O STF e o direito à saúde: distribuição de medicamentos de alto custo

 

“Quem deve morrer?”. Essa pergunta pode parecer estranha, afinal, se há uma certeza na vida é a de que ela é passageira e seu término se dará com a morte. A maior lógica existencial é essa, se nasceu, um dia morrerá. Contudo, todos (ou quase todos) desejam uma vida longa (o mais longa possível) e feliz, e é neste ponto que reside a minha inquietação, pois, vida longa é sinal de saúde.

O debate em torno deste tema se acalora cada dia mais. Quanto mais discute-se o acesso a determinados serviços em saúde, mais a discussão aumenta e se aprofunda.

Na família, na igreja, na escola, na faculdade de direito, em todo lugar ensina-se algo que deve ser levado para todos os lugares: o direito à vida é o mais importante.

Partindo dessa premissa, o constituinte de 88 de forma ousada e brilhante insculpiu no art. 196:

A saúde é direito de todos e dever do Estado, garantido mediante políticas sociais e econômicas que visem à redução do risco de doença e de outros agravos e ao acesso universal e igualitário às ações e serviços para sua promoção, proteção e recuperação.

Neste panorama, a garantia à saúde não pode encontrar quaisquer obstáculos à sua efetivação. Garantir esse direito a todos, significa dizer que quaisquer pessoas, impendentemente de raça, credo, condição financeira, ou qualquer outra hipótese discriminatória, poderão e deverão ser atendidos em suas necessidades atinentes a essa área de atuação estatal.

No Brasil essas ações e serviços públicos se desenvolvem no âmbito do Sistema Único de Saúde (SUS), responsável pelo planejamento, execução e controle dessas políticas. Tal sistema é descentralizado e possui direção única em cada esfera de governo: municipal, estadual e federal.
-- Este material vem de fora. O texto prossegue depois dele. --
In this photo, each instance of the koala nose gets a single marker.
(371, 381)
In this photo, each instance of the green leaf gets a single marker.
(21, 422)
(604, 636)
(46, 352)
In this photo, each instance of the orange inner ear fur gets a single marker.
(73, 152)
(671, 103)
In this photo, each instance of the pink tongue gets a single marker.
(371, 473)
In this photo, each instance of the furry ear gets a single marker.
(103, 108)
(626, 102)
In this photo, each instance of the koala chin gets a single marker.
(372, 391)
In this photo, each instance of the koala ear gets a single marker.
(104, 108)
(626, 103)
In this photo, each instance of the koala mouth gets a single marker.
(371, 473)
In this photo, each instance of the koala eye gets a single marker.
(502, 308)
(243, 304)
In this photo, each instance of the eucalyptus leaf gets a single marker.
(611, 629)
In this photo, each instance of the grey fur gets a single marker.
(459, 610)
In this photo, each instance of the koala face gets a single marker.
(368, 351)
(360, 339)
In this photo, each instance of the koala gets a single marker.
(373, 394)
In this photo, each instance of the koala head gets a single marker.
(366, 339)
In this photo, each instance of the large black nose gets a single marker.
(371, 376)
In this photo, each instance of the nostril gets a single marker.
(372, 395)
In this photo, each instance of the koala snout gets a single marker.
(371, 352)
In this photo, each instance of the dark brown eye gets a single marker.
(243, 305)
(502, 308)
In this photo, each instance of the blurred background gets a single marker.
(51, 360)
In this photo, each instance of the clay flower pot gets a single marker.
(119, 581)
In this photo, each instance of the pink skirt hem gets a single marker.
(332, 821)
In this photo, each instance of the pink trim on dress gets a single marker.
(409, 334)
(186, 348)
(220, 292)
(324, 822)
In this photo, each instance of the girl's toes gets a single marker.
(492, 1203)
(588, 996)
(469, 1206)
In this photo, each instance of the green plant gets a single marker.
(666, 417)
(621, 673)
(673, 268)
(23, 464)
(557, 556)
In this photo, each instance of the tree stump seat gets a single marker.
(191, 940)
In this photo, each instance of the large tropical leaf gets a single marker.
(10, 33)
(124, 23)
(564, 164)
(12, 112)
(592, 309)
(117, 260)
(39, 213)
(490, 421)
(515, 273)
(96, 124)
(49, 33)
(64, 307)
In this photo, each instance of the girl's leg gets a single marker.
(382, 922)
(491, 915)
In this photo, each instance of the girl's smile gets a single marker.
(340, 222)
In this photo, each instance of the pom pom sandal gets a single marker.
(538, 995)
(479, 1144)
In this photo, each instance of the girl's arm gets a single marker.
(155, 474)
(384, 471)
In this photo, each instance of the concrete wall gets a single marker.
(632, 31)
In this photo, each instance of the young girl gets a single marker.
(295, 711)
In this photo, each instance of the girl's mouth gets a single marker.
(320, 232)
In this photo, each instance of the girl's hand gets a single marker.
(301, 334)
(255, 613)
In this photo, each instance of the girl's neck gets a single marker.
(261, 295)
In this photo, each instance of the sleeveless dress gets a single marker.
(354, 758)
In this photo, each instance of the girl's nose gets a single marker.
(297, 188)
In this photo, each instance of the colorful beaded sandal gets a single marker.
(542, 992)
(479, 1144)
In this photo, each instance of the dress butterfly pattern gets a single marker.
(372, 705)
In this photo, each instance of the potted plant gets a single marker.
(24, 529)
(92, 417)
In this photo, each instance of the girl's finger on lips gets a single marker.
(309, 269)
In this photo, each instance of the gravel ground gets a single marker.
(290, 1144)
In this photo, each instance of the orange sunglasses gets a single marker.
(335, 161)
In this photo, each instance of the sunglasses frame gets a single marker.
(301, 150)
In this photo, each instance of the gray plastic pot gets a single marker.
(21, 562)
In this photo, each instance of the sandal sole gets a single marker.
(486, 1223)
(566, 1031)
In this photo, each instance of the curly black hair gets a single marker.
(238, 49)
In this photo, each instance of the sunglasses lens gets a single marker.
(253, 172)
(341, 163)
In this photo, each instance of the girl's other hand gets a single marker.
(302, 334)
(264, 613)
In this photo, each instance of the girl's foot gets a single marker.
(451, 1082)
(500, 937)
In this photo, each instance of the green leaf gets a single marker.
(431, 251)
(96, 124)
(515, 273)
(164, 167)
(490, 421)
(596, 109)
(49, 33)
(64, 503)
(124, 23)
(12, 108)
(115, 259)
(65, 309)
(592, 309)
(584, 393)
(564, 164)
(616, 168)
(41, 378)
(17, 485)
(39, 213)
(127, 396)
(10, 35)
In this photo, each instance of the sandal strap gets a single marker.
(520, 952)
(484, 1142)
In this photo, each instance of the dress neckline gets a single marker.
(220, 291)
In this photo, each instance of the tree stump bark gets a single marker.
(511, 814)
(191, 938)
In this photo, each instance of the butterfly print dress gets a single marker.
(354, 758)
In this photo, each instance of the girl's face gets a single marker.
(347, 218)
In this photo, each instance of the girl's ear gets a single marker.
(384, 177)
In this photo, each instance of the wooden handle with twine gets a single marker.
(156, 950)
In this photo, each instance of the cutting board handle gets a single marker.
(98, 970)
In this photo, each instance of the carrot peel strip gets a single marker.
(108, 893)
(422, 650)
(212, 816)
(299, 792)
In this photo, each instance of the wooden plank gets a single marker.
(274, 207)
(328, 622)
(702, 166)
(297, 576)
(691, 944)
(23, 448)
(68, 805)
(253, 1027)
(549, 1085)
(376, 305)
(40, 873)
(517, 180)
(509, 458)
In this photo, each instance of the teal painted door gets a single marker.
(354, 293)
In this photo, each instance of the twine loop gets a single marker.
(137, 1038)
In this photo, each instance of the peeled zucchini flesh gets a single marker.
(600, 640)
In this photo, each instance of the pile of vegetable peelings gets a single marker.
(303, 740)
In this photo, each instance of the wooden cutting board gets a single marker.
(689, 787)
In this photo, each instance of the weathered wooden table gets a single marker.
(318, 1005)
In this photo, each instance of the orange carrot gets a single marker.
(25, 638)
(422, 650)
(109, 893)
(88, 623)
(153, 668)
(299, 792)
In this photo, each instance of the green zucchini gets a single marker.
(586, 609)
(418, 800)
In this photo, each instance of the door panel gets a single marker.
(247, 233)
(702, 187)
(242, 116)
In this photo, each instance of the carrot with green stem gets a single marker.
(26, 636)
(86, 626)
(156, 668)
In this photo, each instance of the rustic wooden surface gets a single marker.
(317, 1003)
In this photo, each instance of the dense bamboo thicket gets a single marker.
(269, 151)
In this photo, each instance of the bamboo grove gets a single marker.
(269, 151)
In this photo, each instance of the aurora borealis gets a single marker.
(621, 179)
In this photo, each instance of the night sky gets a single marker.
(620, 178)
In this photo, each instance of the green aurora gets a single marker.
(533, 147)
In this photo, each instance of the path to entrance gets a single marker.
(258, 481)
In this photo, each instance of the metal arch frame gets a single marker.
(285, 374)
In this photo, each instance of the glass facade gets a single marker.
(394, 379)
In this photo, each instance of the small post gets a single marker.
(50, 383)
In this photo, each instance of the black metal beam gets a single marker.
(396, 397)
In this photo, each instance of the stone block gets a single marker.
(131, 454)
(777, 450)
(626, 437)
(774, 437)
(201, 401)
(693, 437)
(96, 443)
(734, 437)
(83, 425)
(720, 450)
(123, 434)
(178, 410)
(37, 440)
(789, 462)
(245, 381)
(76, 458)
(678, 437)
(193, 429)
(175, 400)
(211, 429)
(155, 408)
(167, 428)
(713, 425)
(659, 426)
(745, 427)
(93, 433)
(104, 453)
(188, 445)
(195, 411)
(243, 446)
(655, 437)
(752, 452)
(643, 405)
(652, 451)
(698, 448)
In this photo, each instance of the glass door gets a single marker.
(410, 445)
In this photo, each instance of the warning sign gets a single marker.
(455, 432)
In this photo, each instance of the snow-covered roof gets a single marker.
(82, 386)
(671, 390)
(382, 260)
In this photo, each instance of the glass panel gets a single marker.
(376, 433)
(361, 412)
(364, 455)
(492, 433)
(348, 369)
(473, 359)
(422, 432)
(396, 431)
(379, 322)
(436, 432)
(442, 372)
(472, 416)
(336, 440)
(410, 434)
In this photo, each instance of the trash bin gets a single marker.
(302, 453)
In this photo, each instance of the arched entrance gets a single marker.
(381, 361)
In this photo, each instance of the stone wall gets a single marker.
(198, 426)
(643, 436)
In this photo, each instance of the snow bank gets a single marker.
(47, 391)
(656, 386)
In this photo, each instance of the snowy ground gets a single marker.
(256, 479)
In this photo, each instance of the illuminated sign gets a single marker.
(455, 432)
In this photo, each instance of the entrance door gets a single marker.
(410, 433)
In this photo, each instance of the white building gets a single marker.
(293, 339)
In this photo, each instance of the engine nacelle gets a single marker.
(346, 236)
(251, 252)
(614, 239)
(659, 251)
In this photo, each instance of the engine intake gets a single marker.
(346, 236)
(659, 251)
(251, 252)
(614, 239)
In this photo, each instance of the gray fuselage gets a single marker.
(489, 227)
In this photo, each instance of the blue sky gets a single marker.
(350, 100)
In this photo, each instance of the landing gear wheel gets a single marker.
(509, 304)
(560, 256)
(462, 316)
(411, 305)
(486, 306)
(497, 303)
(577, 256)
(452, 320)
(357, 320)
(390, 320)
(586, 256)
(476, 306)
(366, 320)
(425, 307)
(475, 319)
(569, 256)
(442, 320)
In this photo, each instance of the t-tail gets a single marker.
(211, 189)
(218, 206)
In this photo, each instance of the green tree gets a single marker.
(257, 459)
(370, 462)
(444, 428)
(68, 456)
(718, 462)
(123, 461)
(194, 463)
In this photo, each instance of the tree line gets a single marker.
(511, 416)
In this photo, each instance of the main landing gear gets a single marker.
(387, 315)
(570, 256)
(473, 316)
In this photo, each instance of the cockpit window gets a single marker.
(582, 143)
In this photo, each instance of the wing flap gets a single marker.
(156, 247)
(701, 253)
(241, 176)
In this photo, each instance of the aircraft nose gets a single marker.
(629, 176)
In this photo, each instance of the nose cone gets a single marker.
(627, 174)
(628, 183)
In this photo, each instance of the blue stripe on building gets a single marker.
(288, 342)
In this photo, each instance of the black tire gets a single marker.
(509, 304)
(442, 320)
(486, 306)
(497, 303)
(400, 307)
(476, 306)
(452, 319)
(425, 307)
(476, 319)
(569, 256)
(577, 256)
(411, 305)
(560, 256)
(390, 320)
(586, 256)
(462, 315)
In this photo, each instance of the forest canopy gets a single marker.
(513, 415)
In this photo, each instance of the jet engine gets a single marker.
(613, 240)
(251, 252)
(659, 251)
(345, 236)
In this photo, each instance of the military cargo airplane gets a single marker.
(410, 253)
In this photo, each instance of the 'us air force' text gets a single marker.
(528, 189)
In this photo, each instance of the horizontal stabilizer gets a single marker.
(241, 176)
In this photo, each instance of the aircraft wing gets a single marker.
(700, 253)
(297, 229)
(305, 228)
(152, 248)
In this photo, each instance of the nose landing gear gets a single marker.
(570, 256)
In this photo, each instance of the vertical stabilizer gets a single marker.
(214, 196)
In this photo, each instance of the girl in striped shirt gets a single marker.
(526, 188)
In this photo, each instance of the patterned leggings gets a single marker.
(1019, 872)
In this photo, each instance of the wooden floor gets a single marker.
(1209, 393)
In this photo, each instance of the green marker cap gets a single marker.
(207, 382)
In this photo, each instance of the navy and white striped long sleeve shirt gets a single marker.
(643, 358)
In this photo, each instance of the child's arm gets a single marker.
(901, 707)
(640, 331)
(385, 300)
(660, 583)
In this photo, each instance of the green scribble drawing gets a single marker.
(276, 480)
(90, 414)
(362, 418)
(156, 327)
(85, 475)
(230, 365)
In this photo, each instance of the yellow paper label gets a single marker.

A abrangência das ações do SUS é tão grande, que no Brasil é simplesmente impossível alguém declarar que não utiliza os serviços por ele prestados. Destaque-se alguns exemplos, quando se adquire produtos em uma farmácia, o SUS está presente desde a liberação da fabricação e distribuição do medicamento, através da ANVISA (Agência Nacional de Vigilância Sanitária), até a autorização para funcionamento, que deve passar necessariamente pelo crivo da vigilância sanitária municipal; as vacinas distribuídas gratuitamente no Brasil; o programa de vacinação animal (cachorros e gatos); o serviço de atendimento de urgência e emergência (conhecido como SAMU); estratégia saúda da família; hospitais de pequeno, médio e grande porte; entre outros.

As leis 8080 e 8142/1990 estão entre os principais instrumentos normativos do SUS. A primeira dispõe sobre as condições para a promoção, proteção e recuperação da saúde, a organização e o funcionamento dos serviços correspondentes e a segunda sobre a participação da comunidade na gestão do Sistema Único de Saúde e sobre as transferências intergovernamentais de recursos financeiros na área da saúde.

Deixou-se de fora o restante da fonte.